Wie deine schlechte Frisur dein Pferd nervt

Pony rennt mit fliegendem Pony
Die Frisur immer unter Kontrolle: Felix. ©Pixabay CC0-CreativeCommons

„Mama, ich will ein Pony!“ – „Dann geh zum Friseur!“

Kennt ihr den? Ganz alter Witz!

Ich kapier den nicht.

Es ist doch wahr, nicht witzig! Du, zum Beispiel, hast schon ein Pony. Nämlich mich. Und du solltest ganz dringend mal zum Friseur. Deine Haare hängen dir über die Stirn in die Augen. Ich hab nichts gegen den Look, ehrlich, ich trag das auch gern so. Du kannst aber nicht damit umgehen! So, jetzt ist es raus!

Nur ein Beispiel: du kommst mich holen. Ich stehe auf der Koppel und genieße gerade mein drittes Frühstück in Form von duftigem Heu, und plötzlich kommst du durch den Zaun geklettert. Ich guck erstmal nett und freundlich zu dir rüber. Vielleicht gibt’s ja mal wieder ein Leckerli.

Dann kommst du zu mir rüber gelaufen. Und ich weiß nicht, ob du das extra machst: du schleuderst mit einer kleinen Kopfbewegung deinen Pony aus der Stirn. Gerade genug, dass er dir nicht mehr vor den Augen hängt. Gerade genug, um genau die Kopfbewegung zu machen, mit denen wir Pferde uns gegenseitig wegschicken. Ein kleines Nicken nach oben, keine große Geste.

Woher soll man denn wissen, ob jemand, der kommt und ranghöher ist, einem erlaubt, da stehen zu bleiben? Vielleicht will er ja nur Fellkraulen. Man kann ja noch hoffen. Oh, aber wenn er dann die Nase ein bisschen hebt, ein bisschen nach oben nickt, dann verkrümelt man sich lieber. So wie bei Felix heute Morgen, dem Schönling mit der langen Mähne. Manchmal kann der ja ganz nett sein. Aber heute Morgen wollte er mein Futter. MEIN Futter. Ja gut, er hat genickt, hat mir bedeutet doch bitte zu gehen. Er war ganz freundlich. Ich wollte aber nicht gehen. Ich sag nur: MEIN Futter! Da ist er gleich grob geworden, hat mich drei Runden um den Paddock geschickt und mir dabei noch in den Hintern gezwickt. Das wär echt nicht nötig gewesen. Jedenfalls brauch ich sowas nicht nochmal.

Und jetzt kommst du daher. Und nickst. Oder sowas Ähnliches.

Ich bin in einem Dilemma. Ich respektiere dich natürlich. Dank der ganzen Bodenarbeit in letzter Zeit glaube ich langsam, dass du ganz cool bist. Wahrscheinlich kann ich dir ein paar Entscheidungen überlassen und dich auch mal bestimmen lassen. Aber jetzt kommst du hier rein, und noch bevor du „Hallo“ sagst, schickst du mich erstmal weg. Oder nicht? Ich bin verwirrt. Vorsichtshalber dreh ich mich mal weg und geh ein paar Schritte. Ich will ja nicht respektlos sein und deine Aufforderung einfach ignorieren.
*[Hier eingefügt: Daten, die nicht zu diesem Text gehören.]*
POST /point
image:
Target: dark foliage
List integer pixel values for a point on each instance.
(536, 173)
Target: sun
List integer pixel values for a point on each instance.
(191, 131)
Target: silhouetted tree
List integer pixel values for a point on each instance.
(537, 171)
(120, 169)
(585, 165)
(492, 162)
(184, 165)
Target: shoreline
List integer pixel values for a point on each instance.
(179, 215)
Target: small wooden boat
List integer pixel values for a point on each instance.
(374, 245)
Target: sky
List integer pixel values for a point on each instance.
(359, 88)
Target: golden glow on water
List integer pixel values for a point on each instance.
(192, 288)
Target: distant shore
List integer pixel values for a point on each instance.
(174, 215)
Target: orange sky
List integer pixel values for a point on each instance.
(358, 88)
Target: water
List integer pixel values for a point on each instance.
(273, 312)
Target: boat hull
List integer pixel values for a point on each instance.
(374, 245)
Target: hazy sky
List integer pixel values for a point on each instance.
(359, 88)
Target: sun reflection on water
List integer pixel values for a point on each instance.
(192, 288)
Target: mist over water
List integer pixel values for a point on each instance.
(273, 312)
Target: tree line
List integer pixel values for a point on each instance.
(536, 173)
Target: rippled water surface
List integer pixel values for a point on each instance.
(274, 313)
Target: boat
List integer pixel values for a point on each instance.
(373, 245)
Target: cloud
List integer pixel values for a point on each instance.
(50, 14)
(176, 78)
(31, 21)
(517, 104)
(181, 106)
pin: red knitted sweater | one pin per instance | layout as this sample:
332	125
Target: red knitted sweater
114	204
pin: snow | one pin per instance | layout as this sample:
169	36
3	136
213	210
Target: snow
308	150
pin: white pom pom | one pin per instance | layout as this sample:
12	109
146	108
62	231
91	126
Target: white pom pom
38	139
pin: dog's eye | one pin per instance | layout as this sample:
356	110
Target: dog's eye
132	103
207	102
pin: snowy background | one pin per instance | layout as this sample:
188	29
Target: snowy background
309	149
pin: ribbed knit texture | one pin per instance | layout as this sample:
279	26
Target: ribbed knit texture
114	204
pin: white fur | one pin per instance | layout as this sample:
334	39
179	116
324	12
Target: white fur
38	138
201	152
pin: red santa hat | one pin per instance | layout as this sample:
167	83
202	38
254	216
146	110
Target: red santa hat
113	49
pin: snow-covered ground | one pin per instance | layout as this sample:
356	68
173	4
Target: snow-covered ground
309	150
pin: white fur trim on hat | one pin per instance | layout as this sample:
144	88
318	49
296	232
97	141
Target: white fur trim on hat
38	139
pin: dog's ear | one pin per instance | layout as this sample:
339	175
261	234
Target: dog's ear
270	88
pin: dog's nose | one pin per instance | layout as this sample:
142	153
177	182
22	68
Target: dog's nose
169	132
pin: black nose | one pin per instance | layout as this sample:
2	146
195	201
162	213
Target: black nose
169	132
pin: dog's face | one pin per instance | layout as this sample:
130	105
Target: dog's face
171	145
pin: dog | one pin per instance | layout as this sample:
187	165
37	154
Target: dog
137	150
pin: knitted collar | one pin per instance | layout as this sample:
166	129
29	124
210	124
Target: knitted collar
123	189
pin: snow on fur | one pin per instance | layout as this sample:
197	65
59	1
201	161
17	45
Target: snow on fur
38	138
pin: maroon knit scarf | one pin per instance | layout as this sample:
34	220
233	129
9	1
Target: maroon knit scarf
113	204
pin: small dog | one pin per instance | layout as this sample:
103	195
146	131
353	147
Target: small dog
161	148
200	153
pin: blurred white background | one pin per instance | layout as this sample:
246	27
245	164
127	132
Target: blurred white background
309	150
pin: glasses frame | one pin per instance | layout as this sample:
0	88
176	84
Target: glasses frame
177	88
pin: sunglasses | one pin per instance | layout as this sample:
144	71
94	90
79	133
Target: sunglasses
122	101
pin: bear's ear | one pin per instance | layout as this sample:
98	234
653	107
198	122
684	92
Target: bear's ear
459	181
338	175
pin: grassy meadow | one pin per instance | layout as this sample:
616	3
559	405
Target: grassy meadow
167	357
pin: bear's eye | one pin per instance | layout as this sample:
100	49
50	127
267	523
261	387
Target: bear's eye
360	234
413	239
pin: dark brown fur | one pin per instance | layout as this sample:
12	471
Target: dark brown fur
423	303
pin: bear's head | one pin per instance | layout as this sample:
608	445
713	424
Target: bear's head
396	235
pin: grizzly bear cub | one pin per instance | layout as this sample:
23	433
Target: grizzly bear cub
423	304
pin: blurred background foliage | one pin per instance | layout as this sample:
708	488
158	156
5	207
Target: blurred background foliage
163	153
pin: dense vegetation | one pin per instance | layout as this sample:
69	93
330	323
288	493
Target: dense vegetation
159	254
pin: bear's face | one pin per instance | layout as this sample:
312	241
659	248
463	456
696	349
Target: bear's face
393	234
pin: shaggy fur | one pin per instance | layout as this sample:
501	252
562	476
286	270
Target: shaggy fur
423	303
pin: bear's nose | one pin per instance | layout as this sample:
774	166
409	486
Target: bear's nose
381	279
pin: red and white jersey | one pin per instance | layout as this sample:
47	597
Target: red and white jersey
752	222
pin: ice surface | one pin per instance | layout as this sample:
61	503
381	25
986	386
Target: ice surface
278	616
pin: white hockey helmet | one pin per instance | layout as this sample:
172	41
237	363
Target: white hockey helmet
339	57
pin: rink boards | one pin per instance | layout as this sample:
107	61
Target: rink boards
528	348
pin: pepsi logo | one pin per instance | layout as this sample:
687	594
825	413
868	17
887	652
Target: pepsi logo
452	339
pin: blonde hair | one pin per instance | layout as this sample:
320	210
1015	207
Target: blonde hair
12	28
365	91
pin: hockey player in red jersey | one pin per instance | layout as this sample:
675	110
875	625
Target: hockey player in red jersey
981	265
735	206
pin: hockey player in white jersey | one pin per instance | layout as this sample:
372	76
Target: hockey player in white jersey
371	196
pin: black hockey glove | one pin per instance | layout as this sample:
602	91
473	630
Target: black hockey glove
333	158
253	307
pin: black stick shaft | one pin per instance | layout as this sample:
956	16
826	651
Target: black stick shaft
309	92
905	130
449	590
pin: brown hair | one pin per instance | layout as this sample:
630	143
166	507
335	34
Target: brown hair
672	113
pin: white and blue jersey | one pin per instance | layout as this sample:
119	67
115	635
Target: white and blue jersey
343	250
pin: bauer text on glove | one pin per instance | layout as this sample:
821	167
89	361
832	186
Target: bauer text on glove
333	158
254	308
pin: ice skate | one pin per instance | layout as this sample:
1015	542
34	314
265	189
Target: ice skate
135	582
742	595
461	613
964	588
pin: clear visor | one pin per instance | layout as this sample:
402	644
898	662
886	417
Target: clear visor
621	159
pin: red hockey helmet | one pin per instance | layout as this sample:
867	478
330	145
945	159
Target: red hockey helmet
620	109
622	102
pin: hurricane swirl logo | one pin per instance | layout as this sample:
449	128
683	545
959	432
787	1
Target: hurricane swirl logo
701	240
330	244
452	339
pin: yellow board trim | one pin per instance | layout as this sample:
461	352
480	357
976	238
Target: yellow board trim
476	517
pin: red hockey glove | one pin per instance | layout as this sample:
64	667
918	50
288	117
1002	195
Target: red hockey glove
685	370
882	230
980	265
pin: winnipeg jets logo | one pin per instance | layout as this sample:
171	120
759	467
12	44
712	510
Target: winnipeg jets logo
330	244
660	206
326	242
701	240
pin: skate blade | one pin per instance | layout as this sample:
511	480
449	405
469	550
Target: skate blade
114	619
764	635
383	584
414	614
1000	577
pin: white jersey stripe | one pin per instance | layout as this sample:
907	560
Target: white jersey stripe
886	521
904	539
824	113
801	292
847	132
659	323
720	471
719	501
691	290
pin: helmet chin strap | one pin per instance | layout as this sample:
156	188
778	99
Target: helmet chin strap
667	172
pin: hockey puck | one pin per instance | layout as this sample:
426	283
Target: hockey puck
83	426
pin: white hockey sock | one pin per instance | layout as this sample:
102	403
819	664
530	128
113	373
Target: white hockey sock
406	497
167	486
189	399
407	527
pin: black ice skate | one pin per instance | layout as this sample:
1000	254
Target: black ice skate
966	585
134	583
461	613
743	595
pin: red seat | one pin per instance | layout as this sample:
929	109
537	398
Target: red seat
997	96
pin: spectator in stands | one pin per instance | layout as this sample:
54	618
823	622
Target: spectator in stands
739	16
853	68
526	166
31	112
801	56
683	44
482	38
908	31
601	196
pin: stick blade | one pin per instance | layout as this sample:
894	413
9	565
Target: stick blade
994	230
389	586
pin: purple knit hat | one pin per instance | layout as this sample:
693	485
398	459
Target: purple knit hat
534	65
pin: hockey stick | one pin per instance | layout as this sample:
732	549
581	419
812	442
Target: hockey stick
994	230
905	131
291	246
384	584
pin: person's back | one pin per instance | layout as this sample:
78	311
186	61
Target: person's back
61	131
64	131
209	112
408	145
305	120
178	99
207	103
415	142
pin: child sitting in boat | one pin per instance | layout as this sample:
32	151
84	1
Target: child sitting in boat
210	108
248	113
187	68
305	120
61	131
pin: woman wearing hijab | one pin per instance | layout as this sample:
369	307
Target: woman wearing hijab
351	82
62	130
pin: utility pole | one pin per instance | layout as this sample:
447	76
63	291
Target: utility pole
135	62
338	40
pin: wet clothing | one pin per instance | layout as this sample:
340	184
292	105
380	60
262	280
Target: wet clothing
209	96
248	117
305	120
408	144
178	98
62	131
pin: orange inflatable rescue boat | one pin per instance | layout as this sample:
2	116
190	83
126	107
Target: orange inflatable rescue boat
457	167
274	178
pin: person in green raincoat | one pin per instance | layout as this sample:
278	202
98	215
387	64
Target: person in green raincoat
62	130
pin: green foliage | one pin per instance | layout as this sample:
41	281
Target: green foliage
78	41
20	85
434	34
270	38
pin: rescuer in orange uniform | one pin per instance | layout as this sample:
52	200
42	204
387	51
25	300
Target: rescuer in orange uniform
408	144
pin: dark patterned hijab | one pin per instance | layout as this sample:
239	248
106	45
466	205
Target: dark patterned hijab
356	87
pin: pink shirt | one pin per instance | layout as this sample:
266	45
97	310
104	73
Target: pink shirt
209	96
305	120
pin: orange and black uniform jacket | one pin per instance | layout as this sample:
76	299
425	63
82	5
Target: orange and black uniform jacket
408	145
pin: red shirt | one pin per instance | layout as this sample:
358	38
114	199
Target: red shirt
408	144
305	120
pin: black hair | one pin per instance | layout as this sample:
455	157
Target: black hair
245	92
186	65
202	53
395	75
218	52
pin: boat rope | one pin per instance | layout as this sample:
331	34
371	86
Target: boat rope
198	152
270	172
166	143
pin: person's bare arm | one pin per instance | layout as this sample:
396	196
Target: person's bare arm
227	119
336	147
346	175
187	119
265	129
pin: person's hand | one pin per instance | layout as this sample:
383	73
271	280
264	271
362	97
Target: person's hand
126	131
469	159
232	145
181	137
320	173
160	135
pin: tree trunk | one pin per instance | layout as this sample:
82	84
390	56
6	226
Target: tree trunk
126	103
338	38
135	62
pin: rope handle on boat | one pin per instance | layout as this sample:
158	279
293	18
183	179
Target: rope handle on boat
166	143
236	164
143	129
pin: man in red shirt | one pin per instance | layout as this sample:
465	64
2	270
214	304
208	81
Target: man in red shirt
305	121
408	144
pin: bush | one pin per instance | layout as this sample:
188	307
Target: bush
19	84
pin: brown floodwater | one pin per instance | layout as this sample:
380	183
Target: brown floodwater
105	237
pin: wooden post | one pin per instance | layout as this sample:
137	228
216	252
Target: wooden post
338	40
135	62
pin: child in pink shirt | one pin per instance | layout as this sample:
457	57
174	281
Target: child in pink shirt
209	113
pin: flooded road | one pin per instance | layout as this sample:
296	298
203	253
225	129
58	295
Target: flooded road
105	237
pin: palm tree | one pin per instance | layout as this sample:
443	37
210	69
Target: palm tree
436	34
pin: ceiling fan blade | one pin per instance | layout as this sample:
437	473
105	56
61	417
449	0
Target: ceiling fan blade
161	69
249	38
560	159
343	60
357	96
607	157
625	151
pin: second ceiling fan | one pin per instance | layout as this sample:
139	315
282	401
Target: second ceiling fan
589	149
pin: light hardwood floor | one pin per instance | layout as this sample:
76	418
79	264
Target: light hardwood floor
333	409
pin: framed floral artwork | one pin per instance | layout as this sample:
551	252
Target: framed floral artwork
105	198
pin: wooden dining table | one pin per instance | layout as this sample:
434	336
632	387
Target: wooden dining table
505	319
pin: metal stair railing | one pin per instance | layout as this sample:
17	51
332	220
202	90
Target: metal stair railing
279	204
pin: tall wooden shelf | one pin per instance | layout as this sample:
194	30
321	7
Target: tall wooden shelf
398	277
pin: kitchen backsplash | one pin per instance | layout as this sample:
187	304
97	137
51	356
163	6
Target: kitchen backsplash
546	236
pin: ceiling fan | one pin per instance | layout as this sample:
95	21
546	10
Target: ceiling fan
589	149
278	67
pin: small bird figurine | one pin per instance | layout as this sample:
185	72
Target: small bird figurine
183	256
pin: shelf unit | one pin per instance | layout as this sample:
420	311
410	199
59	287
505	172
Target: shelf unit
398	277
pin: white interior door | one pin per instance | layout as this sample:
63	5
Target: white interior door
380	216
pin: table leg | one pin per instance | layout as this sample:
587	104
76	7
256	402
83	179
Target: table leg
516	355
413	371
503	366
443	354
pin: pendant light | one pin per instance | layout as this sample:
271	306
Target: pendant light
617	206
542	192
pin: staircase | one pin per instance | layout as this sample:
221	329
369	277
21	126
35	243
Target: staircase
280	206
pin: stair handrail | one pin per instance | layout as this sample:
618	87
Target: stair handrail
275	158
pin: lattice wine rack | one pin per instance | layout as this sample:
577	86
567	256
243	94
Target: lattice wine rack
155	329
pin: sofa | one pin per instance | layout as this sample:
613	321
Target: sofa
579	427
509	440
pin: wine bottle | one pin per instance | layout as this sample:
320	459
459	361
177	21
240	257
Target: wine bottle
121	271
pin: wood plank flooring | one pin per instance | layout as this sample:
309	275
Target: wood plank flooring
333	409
Aber irgendwie bist du immer noch nicht zufrieden. Jetzt guckst du ganz enttäuscht.

Ich werde einfach nicht schlau draus. Deshalb gibt’s nur eine Lösung, auch wenn die radikal erscheinen mag: Du musst zum Friseur. Jeder Mensch, der ein Pferd  (oder ein Pony) hat, sollte zum Friseur. Schluss mit den Missverständnissen! Weg mit den Zotteln, da muss man großzügig die Schere ansetzen! Auch wenn du dann keinen Swag mehr hast, oder wie das heißt!

Ach ja, oder Haarspangen. Das geht auch.